Billy and Jimmy transform into Double Dragon, and the heroes kick some villain butt.  Just then, the floor begins to rumble.  Stan orders everybody out of the Dragon House immediately.  As the four heroes get clear, the building explodes.  Worse still, who should be gloating amidst the ruins but Nightfall himself!  Stan instantly recognizes Shinichi despite the huge physical and mystical changes that have warped him into Nightfall.

As the comic concludes, Nightfall has one last surprise:  Although the Counterforce holds no sway over the human heart, the soul is another matter.  He reveals his mysterious globe, which holds a recognizable prisoner:  Miranda’s soul has been trapped all these years!

Eddie MountainGoat’s review: This was the first comic in the series to be written by the duo of Tom Brevoort and Mike Kanterovich, and you’ve gotta give them credit; They come in, four issues into a lot of plot holes, and are given only two issues to fill in the gaps, tie up loose ends and bring it to a satisfactory conclusion.  They do a pretty good job.
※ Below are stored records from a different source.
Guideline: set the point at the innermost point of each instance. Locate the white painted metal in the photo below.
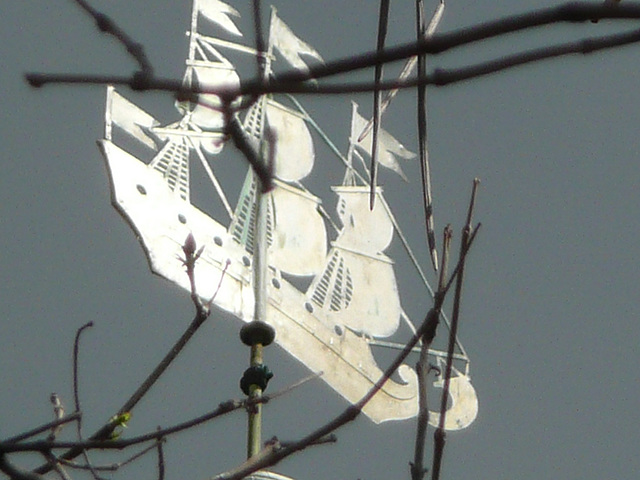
(353, 295)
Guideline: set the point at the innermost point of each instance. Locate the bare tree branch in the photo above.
(440, 434)
(297, 82)
(422, 369)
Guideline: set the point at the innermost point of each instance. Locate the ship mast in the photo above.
(262, 334)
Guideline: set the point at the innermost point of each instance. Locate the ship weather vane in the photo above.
(350, 302)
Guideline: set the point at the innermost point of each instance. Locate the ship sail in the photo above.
(296, 234)
(130, 118)
(358, 288)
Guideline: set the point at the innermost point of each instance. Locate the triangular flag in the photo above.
(218, 12)
(389, 147)
(289, 45)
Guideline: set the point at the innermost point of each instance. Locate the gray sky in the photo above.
(550, 312)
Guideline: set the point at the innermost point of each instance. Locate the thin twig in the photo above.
(76, 348)
(106, 25)
(422, 369)
(297, 82)
(383, 21)
(107, 430)
(160, 458)
(223, 409)
(440, 434)
(272, 455)
(43, 428)
(16, 473)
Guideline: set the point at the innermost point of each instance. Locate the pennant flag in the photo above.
(289, 45)
(218, 12)
(388, 147)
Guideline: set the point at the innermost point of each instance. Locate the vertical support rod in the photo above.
(254, 434)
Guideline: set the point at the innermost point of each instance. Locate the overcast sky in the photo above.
(550, 309)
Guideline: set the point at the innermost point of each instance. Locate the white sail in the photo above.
(294, 153)
(389, 147)
(219, 12)
(296, 235)
(367, 231)
(299, 238)
(207, 114)
(358, 287)
(172, 162)
(289, 45)
(129, 117)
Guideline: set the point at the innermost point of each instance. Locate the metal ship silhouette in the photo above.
(352, 300)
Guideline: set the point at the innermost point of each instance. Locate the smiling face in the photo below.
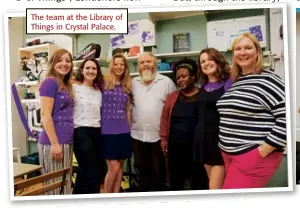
(245, 54)
(208, 65)
(119, 66)
(89, 71)
(184, 79)
(63, 65)
(147, 67)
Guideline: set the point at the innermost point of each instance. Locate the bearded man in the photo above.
(149, 92)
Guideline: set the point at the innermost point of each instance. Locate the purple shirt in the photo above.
(62, 113)
(211, 86)
(113, 113)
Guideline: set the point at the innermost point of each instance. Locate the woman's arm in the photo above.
(276, 139)
(47, 104)
(48, 91)
(128, 111)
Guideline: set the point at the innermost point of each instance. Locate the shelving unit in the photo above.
(29, 51)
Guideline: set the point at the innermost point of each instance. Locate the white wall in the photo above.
(297, 74)
(16, 40)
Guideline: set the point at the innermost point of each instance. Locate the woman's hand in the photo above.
(265, 149)
(164, 147)
(56, 151)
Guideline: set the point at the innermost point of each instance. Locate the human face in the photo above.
(184, 79)
(146, 67)
(63, 66)
(89, 71)
(245, 54)
(119, 66)
(208, 65)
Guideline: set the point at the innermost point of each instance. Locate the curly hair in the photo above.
(99, 78)
(236, 69)
(188, 64)
(223, 69)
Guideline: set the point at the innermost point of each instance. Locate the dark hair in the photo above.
(188, 64)
(223, 69)
(99, 78)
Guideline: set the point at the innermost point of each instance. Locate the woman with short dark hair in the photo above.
(214, 79)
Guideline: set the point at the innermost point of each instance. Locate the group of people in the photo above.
(228, 133)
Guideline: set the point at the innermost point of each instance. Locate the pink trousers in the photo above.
(250, 170)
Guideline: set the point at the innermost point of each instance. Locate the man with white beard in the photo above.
(149, 91)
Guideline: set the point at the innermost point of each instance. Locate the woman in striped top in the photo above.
(252, 119)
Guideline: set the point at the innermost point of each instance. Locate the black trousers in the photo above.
(149, 165)
(184, 174)
(90, 172)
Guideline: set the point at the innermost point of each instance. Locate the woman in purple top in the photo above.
(55, 144)
(115, 121)
(214, 79)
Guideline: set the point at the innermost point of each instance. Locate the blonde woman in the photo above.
(252, 119)
(55, 144)
(115, 121)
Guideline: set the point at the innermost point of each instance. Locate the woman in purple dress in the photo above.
(115, 121)
(55, 144)
(214, 80)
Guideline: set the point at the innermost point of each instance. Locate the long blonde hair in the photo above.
(236, 70)
(64, 83)
(110, 79)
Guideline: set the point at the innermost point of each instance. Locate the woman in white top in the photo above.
(87, 105)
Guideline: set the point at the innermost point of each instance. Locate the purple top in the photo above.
(211, 86)
(113, 114)
(62, 113)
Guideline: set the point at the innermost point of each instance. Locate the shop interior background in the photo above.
(162, 26)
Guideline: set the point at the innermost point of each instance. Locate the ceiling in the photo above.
(173, 14)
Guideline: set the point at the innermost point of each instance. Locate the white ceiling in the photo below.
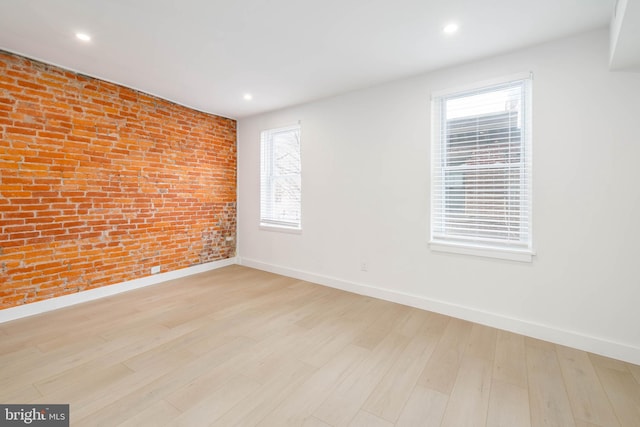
(206, 54)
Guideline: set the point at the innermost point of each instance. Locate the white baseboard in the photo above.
(26, 310)
(541, 331)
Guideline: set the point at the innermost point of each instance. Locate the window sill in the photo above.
(280, 228)
(523, 255)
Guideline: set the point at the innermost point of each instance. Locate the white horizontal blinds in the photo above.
(481, 170)
(280, 186)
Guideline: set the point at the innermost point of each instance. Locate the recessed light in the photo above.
(84, 37)
(450, 28)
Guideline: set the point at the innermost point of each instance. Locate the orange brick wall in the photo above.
(99, 182)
Since the final showdown needs to be reserved for the final issue, this comic had to both set that up and lay out the back-story to EVERYTHING that had already happened (penned by another writer, no less).  That’s a lot to do in just one issue.  But this comic does it.  In fact, Issue #5 has more plot (but no more pages) than any other in the series.

The focus is mostly on the back-story.  But there’s still enough action in the comic’s “present-time” to keep it from getting bogged down.  At the outset, there’s the prison riot.  Toward the end, there’s the battle with the Shadow Warriors, not to mention the final twist tying the back-story and the present-time together.

As for the back-story itself, it starts off pretty uncomfortably – I wasn’t interested at all in Yan.  But from the moment it got to Miranda, and therefore, actually got relevant to the characters we’ve met, I quite enjoyed it.

My favorite part of this comic is actually something you probably wouldn’t expect:  Finally seeing Undertaker and Overthrow take part in the plot.  I thought they would just end up as some artwork that the writers forgot about.  Until I read this issue, I had to assume that Undertaker was Stelth in a hat, and resign myself to never knowing what Overthrow’s deal was.